Workers admitted under the 2026 rules enter on a Type-C national visa valid for up to 9 months within any 12-month rolling period. The validity period was extended from prior limits to align with Poland and Sweden.
Italian rules for these positions do not require a labor market test for most roles. Once admitted, seasonal workers hold the same rights on minimum wage, overtime, rest periods and safety standards as Italian workers.
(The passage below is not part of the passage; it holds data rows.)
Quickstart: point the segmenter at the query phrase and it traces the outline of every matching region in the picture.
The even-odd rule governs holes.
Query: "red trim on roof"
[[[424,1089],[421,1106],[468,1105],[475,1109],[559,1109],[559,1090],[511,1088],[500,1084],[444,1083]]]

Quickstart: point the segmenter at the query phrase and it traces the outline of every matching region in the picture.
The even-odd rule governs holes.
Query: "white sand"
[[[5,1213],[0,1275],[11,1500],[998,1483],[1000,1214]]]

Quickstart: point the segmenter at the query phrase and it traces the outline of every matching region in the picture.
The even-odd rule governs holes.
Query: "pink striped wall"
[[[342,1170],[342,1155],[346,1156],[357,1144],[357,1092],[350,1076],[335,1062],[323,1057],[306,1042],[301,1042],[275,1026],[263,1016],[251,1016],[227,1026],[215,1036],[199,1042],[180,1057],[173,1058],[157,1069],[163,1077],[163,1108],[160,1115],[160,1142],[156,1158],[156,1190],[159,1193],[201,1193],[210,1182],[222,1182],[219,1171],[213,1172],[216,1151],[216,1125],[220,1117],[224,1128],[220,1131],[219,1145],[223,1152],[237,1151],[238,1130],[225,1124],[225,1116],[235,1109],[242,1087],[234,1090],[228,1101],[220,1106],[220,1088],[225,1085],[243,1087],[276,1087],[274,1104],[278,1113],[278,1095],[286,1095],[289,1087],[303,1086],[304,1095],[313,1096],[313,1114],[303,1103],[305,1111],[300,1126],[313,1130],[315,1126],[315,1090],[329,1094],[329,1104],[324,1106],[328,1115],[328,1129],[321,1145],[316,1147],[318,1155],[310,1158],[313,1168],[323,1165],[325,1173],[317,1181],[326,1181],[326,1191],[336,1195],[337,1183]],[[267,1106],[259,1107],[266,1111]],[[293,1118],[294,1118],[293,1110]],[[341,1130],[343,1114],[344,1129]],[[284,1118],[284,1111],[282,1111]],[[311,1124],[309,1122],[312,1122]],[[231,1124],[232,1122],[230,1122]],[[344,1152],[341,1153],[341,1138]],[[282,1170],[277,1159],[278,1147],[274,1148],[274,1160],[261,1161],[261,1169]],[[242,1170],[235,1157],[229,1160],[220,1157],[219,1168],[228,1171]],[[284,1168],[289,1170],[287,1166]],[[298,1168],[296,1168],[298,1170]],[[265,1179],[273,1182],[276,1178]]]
The rules also allow employment with multiple employers if the worker gives notification. After repeated stays, workers in shortage sectors can convert to multi-year permits, creating a path from one-season hiring toward longer-term labor arrangements in parts of the economy that struggle to recruit.
Employers that bring in workers under the seasonal system must provide accommodation and return travel. They also must register workers with INPS social security within 48 hours of arrival, tying the permit system directly to Italy’s employment and welfare administration.
Workers must arrive with a valid passport that remains valid for at least 3 months beyond the end of the contract. They also need a genuine job offer from a registered Italian employer and private health insurance covering the full stay, unless the employer provides that coverage.
The extra allocation sits inside a broader 2026-2028 triennial plan that admits nearly 500,000 foreign workers across the three-year period. Authorities have given priority to southern and central Italy, where agriculture and seasonal tourism carry particular weight in local labor demand.
Decreto Flussi has become one of the main channels through which Italy tries to match foreign labor to recurring shortages in sectors that depend on tight seasonal calendars. Harvest windows do not move, and hotel staffing needs rise quickly as summer bookings build, which is why the timing of a quota increase in late April carries weight for employers still short of staff in early May.
The additional 5,389 permits for agriculture arrive as farms prepare for successive cycles of picking and processing across multiple regions. The 3,476 reserved for tourism-hospitality come as hotels, restaurants and resorts build rosters for the busiest stretch of the year, when missed hiring can translate directly into fewer rooms serviced, fewer tables covered and more strain on existing staff.
The click-day portal remains the focal point of the process. Employers that already entered the system through earlier sponsorship requests keep their place in the pipeline for automatic consideration, while new applicants still have access to the same channel without a fresh filing day, a choice that eases some of the pressure created by a first-come, first-served model.
Provincial Sportelli Unici offices now carry the next part of the process as they review requests and issue nulla osta within 30 days. That timetable, combined with the visa rules and the employer obligations on housing, travel and INPS registration, determines how quickly workers can move from an online request to a legal job at a farm, hotel, restaurant, resort, processing facility or construction site.
Applications for the added seasonal work permits continue through the ministry portal until the quota is exhausted. Employers seeking workers under Decreto Flussi are left watching the portal status closely, knowing from past rounds that demand on the click-day portal can outpace available places in a matter of hours.